# Abstracts

**CCP Cleared Contracts and Bilateral CSA Trades with Re-Hypothecation, funding, gap risk and wrong way risks: A unified valuation approach**

*Andrea Pallavicini (Imperial College, UK)*

Tuesday June 3, 14:00-14:30 | session 2.5 | Credit | room G

The introduction of CCPs in most derivative transactions will dramatically change the landscape of derivatives pricing, hedging and risk management, and, according to the TABB group, will lead to an overall liquidity impact about 2 USD trillions. In this article we develop for the first time a comprehensive approach for pricing under CCP clearing, including variation and initial margins, gap credit risk and collateralization, showing concrete examples for interest rate swaps. Mathematically, the inclusion of asymmetric borrowing and lending rates in the hedge of a claim lead to nonlinearities showing up in claim dependent pricing measures, aggregation dependent prices, nonlinear PDEs and BSDEs. This still holds in presence of CCPs and CSA. We introduce a modeling approach that allows us to enforce rigorous separation of the interconnected nonlinear risks into different valuation adjustments where the key pricing nonlinearities are confined to a funding costs component that is analyzed through numerical schemes for BSDEs.
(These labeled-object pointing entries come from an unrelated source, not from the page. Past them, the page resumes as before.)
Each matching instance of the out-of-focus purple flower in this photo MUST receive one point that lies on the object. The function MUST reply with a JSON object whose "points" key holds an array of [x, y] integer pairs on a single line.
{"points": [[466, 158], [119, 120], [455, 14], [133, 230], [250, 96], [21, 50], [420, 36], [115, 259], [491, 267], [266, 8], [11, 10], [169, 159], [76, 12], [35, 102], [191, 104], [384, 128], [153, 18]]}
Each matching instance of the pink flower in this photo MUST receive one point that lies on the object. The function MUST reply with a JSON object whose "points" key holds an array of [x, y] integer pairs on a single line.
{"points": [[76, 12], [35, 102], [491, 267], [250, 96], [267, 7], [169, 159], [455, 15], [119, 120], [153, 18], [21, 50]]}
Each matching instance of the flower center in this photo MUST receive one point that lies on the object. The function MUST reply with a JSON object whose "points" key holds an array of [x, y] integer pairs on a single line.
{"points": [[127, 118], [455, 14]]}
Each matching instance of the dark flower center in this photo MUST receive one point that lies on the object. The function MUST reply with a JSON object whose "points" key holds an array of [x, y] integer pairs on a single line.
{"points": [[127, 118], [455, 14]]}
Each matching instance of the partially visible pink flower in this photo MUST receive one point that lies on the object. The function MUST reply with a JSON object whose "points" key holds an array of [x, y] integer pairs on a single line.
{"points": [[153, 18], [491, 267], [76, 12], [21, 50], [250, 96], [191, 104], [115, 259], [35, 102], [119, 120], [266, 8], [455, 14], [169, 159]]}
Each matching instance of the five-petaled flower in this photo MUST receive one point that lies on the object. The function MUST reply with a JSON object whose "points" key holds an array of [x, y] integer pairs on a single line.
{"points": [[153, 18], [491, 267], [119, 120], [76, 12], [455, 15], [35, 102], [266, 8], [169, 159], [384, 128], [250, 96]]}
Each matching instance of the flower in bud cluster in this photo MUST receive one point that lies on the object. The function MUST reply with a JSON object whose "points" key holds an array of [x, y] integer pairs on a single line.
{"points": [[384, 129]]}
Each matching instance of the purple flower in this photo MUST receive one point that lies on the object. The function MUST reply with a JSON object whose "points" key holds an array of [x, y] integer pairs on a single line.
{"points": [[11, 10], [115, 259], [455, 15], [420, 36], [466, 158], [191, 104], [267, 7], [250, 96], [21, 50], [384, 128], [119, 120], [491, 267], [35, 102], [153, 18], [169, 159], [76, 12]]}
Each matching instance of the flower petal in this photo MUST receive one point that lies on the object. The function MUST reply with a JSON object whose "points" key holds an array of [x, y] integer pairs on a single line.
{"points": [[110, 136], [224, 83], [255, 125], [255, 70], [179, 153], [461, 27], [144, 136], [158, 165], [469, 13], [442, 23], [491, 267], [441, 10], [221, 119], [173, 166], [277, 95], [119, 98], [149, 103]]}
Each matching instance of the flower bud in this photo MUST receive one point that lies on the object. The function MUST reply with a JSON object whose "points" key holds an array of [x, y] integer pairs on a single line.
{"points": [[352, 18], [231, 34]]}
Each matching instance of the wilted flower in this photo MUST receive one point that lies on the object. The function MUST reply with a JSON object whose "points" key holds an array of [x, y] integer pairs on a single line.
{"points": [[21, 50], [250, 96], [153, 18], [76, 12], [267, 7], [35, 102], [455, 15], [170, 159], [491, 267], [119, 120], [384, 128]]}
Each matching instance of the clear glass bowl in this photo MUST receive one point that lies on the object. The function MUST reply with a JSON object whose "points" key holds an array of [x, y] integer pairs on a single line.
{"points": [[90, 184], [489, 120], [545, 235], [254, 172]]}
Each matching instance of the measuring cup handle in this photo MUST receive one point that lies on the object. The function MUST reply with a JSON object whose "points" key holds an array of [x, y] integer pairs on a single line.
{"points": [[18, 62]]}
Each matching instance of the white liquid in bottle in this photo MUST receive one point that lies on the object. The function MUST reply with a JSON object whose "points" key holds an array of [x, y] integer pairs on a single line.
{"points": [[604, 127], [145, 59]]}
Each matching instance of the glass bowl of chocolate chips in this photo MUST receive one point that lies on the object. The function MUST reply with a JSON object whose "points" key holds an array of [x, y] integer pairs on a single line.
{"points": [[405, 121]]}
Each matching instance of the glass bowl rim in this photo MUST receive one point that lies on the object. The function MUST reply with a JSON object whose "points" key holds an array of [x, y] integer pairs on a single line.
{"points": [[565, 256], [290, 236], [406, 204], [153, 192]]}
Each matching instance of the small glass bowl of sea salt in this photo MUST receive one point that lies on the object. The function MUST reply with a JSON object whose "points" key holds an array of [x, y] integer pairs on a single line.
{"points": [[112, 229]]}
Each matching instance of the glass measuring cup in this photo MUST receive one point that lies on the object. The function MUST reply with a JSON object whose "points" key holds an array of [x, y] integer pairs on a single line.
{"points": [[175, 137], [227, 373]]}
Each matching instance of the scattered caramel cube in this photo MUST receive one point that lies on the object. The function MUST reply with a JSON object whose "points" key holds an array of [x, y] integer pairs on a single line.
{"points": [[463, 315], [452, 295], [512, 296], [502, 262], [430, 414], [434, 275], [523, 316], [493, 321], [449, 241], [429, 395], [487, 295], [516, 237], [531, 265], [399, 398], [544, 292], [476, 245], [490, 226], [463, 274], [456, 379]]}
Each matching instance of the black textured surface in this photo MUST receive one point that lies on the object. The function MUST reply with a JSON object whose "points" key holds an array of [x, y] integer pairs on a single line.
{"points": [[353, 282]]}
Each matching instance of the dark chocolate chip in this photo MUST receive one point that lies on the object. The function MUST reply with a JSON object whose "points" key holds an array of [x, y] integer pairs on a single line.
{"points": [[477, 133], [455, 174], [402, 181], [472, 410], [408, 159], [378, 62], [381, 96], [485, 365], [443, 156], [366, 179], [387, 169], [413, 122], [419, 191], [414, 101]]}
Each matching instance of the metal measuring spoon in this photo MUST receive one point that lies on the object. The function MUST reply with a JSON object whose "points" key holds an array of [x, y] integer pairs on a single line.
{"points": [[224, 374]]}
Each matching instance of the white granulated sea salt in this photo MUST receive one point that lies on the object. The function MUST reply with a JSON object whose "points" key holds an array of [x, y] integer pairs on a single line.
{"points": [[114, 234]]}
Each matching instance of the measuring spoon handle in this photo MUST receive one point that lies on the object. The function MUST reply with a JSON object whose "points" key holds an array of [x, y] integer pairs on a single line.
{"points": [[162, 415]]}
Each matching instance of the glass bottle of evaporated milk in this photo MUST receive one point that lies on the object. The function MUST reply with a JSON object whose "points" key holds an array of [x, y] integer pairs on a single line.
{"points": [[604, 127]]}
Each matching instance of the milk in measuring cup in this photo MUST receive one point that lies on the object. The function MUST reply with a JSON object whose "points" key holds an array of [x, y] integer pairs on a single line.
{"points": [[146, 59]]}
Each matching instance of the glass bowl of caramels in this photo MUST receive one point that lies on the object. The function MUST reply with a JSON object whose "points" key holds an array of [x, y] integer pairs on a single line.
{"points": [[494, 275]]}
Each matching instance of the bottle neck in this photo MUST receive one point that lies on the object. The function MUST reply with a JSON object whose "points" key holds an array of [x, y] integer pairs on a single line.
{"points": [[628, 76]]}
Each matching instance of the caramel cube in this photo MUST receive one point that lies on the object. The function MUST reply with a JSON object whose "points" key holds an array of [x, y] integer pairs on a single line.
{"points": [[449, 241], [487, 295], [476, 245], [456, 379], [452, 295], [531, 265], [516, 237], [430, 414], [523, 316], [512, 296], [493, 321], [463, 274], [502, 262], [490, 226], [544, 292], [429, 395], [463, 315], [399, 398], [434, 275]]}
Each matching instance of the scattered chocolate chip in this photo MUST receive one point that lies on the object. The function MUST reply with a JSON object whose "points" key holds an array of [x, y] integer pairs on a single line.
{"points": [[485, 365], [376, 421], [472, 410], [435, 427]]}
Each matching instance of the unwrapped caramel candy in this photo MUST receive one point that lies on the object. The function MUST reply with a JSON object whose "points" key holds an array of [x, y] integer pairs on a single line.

**Stochastic Local Intensity Loss Models with Interacting Particle Systems**

*Aurélien Alfonsi (Ecole des Ponts ParisTech, France)*

Tuesday June 3, 14:30-15:00 | session 2.5 | Credit | room G

It is well-known from the work of Schonbucher that the marginal laws of a loss process can be matched by a unit increasing time inhomogeneous Markov process, whose deterministic jump intensity is called local intensity. The Stochastic Local Intensity (SLI) models such as the one proposed by Arnsdorf and Halperin allow to get a stochastic jump intensity while keeping the same marginal laws. These models involve a non-linear SDE with jumps. The first contribution of this paper is to prove the existence and uniqueness of such processes. This is made by means of an interacting particle system, whose convergence rate towards the non-linear SDE is analyzed. Second, this approach provides a powerful way to compute pathwise expectations with the SLI model: we show that the computational cost is roughly the same as a crude Monte-Carlo algorithm for standard SDEs.

**Change of measure and no-arbitrage up to a random time**

*Dörte Kreher (Humboldt-Universität zu Berlin, Germany)*

Tuesday June 3, 15:00-15:30 | session 2.5 | Credit | room G

In this talk we discuss changes of probability measure up to a random time $\sigma$. Working under the standing assumptions that $\sigma$ avoids stopping times and that all martingales are continuous, we extend results from Mortimer and Williams (1991) and provide new classes of examples involving honest times and pseudo-stopping times. Moreover, we study the stability of the pseudo-stopping time property with respect to certain measure changes.

While changes of measure are ubiquitous in mathematical finance due to the fundamental theorem of asset pricing, enlargements of filtrations are used to model credit risk and insider trading. We therefore investigate the following question: If we assume NFLVR with respect to the original filtration, under which conditions is the market then also arbitrage-free with respect to the progessively enlarged filtration until time $\sigma$? For an honest time $\sigma$ this question was recently studied in detail by Fontana, Jeanblanc and Song (2013). In this talk we consider the case of an arbitrary random time $\sigma$ and a continuous stock price process, and we are able to give sufficient criteria for NFLVR on the time horizon $[0,\sigma]$ in terms of the multiplicative decomposition of the Azéma supermartingale associated with $\sigma$.

**Numerical calculation of rating transition matrix depending on latent macro factor via nonlinear particle filter method**

*Hideyuki Takada (Toho University, Japan)*

Tuesday June 3, 15:30-16:00 | session 2.5 | Credit | room G

Credit ratings play a significant role in both credit risk measurement and defaultable debt valuation, whether they are assigned by public rating agencies or by some internal rating procedures. Accordingly, it is important for risk management to assess the possibility of future rating changes and defaults accurately as possible. We therefore need to consider an estimation problem of rating transition probabilities under the condition that transition probabilities are not constant in time but dependent on some current economic factor. In this paper, we adopt the intensity-based approach to construct a credit rating transition model with the hypothesis that transition intensities are represented in terms of some unobservable “macro” factor. Hence we can formulate a nonlinear filtering model to estimate the factor from observations of rating transition events and so on.

We discuss how to solve such a filtering problem numerically with the particle filter and apply the solution to analyze the rating transition of Japanese enterprises during 2009-2012. Finally, through the empirical analysis, we realize our model can capture contagion effects of credit events as well as the impacts of actual defaults on the estimated filter.